O filme de duas horas e 10 minutos foi exibido na mostra paralela Quinzena dos Realizadores, que não é competitiva, na presença do diretor de 84 anos, radicado em Paris há décadas.
O filme relata em linguagem poética a traumática infância do autor em Tocopilla, pequena cidade do norte do Chile, onde ele nasceu em 1929 em uma família de imigrantes e à qual retornou para rodar o filme.
Filho de judeus russos instalados nesta remota localidade, o pequeno Jodorowsky teve uma infância isolada de outras crianças e dentro do peculiar mundo de seus pais.
Em "La danza de la realidad", Jodorowsky leva o espectador a uma viagem introspectiva por sua infância e universo fantástico.
O filme foi muito aplaudido na primeira exibição para a imprensa, talvez por realizar o sonho impossível de todo ser humano de dialogar com sua infância e, no caso do autor, reconciliar-se com os pais.

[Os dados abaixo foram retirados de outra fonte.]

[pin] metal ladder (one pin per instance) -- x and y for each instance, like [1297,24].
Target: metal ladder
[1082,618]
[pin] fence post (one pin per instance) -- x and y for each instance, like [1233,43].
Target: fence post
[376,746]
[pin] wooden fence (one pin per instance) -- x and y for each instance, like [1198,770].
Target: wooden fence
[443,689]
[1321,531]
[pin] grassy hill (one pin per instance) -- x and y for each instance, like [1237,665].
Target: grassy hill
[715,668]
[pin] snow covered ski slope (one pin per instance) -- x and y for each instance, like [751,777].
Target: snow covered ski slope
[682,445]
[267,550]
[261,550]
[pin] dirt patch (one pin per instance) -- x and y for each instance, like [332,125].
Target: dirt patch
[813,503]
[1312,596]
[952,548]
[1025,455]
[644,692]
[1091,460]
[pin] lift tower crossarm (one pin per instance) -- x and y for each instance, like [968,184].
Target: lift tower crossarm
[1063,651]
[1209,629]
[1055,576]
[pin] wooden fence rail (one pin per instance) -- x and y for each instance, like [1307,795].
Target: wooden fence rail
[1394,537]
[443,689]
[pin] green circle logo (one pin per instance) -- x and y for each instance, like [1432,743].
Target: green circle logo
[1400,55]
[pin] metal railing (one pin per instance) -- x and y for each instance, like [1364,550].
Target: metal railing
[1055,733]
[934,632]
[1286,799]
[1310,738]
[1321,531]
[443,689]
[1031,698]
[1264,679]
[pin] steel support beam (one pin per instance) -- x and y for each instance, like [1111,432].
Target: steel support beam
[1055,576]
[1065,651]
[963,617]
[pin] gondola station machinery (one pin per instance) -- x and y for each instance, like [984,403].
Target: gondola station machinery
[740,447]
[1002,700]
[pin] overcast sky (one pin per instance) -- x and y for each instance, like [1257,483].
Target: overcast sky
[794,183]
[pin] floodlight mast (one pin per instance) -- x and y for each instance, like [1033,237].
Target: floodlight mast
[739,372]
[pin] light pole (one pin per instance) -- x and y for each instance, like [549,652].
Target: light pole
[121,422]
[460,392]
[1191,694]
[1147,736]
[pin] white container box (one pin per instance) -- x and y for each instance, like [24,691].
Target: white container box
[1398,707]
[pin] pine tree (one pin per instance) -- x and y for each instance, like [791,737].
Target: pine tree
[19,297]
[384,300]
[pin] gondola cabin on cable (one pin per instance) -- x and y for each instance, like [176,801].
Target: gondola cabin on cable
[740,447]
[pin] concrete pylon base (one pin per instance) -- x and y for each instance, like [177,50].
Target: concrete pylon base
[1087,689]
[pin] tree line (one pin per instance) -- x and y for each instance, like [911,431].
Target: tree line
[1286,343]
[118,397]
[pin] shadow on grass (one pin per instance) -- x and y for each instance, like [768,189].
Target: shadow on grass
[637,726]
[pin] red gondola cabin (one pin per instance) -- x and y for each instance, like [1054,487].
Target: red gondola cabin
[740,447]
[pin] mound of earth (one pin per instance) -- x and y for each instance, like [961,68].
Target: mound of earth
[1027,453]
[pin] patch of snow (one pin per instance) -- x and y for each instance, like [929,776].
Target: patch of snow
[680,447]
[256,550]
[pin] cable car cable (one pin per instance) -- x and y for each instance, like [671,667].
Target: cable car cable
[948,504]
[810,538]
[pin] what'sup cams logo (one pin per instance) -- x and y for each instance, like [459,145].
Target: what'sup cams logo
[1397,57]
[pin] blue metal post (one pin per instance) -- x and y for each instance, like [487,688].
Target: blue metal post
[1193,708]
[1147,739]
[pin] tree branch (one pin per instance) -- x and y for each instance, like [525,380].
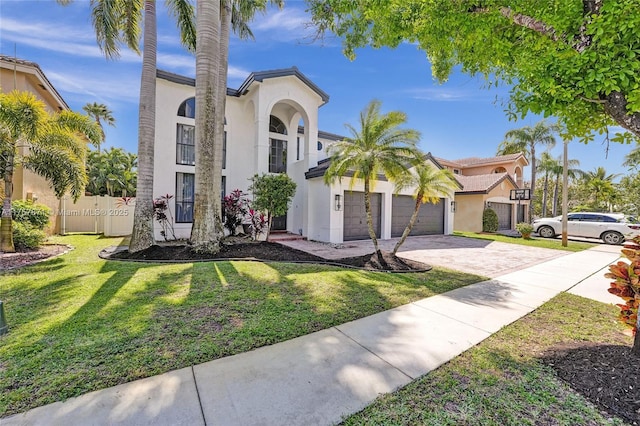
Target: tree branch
[531,23]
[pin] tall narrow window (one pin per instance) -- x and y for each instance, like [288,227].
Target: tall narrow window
[185,183]
[278,156]
[224,150]
[187,108]
[185,145]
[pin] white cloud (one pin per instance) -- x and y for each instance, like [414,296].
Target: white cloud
[289,24]
[59,39]
[445,94]
[105,88]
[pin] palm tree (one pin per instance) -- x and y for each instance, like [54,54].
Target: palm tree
[632,159]
[207,229]
[600,185]
[380,146]
[557,171]
[430,185]
[52,146]
[116,22]
[100,113]
[546,164]
[525,140]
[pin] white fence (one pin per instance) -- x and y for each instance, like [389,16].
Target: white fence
[98,214]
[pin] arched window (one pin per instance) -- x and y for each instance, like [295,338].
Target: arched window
[276,125]
[187,108]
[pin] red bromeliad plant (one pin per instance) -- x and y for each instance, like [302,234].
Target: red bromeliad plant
[627,286]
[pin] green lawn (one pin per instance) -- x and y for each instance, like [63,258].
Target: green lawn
[534,242]
[503,381]
[79,323]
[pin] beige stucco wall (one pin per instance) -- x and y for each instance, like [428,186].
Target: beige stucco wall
[24,181]
[469,207]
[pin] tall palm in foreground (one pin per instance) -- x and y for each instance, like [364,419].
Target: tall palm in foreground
[118,22]
[557,171]
[100,113]
[525,140]
[52,146]
[215,23]
[430,185]
[379,146]
[600,185]
[546,164]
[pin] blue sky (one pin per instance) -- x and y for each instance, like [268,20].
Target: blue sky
[458,119]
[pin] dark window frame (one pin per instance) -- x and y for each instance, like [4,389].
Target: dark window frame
[184,213]
[185,148]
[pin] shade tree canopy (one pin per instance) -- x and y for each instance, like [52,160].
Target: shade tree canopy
[577,60]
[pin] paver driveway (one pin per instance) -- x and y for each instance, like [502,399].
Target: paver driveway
[482,257]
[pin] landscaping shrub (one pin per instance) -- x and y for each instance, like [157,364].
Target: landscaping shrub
[36,215]
[525,229]
[25,236]
[163,215]
[235,207]
[489,220]
[627,286]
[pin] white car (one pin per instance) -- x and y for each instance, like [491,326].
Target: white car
[612,228]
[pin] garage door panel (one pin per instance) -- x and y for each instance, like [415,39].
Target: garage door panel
[355,216]
[430,220]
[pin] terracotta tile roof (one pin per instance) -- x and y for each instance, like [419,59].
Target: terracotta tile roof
[482,183]
[476,161]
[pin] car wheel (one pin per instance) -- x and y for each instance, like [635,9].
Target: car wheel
[546,232]
[611,237]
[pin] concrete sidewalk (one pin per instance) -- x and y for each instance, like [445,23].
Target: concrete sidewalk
[319,378]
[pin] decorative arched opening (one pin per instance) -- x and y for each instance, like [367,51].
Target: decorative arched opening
[187,108]
[277,145]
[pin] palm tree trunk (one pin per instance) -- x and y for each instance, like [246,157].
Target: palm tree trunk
[532,151]
[142,236]
[6,228]
[412,221]
[206,230]
[555,196]
[545,193]
[367,209]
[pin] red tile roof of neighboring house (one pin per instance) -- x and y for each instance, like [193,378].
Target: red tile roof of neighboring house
[476,161]
[482,183]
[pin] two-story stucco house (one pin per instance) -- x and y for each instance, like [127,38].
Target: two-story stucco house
[487,182]
[271,126]
[26,76]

"Espero que esta experiência psicológica também sirva a vocês, que não se trate apenas de cinema como entretenimento, mas de cinema como experiência", disse ao público ao fim da projeção.
A autobiografia mostra sua mãe Sara, que sonhava em ser cantora e que apenas se expressa pela música, o que dá ao filme a forma de um musical intermitente cada vez a personagem, interpretada por Pamela Flores, aparece.
O pai, interpretado por Brontis Jodorowsky, filho do diretor, aparece vestido como seu admirado Stalin - Jodorowsky afirma que o detalhe é real - e conspira para matar o general Carlos Ibáñez del Campo, presidente do Chile da época.
"Para minha família foi uma bomba psicológica muito forte", admite o diretor.
"Meu filho Brontis interpreta o avô, outro de meus filhos, Adán, um político que se suicida por culpa de Brontis, ou seja, de alguma maneira Brontis mata o irmão - há muitas famílias assim - os figurinos são obra de minha esposa Pascale".
Outro filho do autor, Cristóbal Jodorowsky, também participa no filme.
O filme, que em alguns momentos lembra o universo de Fellini, satisfaz o espectador acostumado ao visual barroco e alucinógeno dos filmes cultuados de Jodorowsky ("El Topo" (1970), "A Montanha Sagrada" (1973)).
Mas "La Danza de la realidad" é mais austero, com a imagem árida e empoeirada de Tocopilla.
O diretor se limitou a utilizar uma" steadycam", a câmera manejada por apenas uma pessoa, e quadros fixos inspirados em sua prolífica incursão nos quadrinhos.
Figura do underground dos anos 70 e desde então em luta permanente contra o cinema comercial, Jodorowsky é venerado pela contracultura internacional e observado com receio pela grande indústria.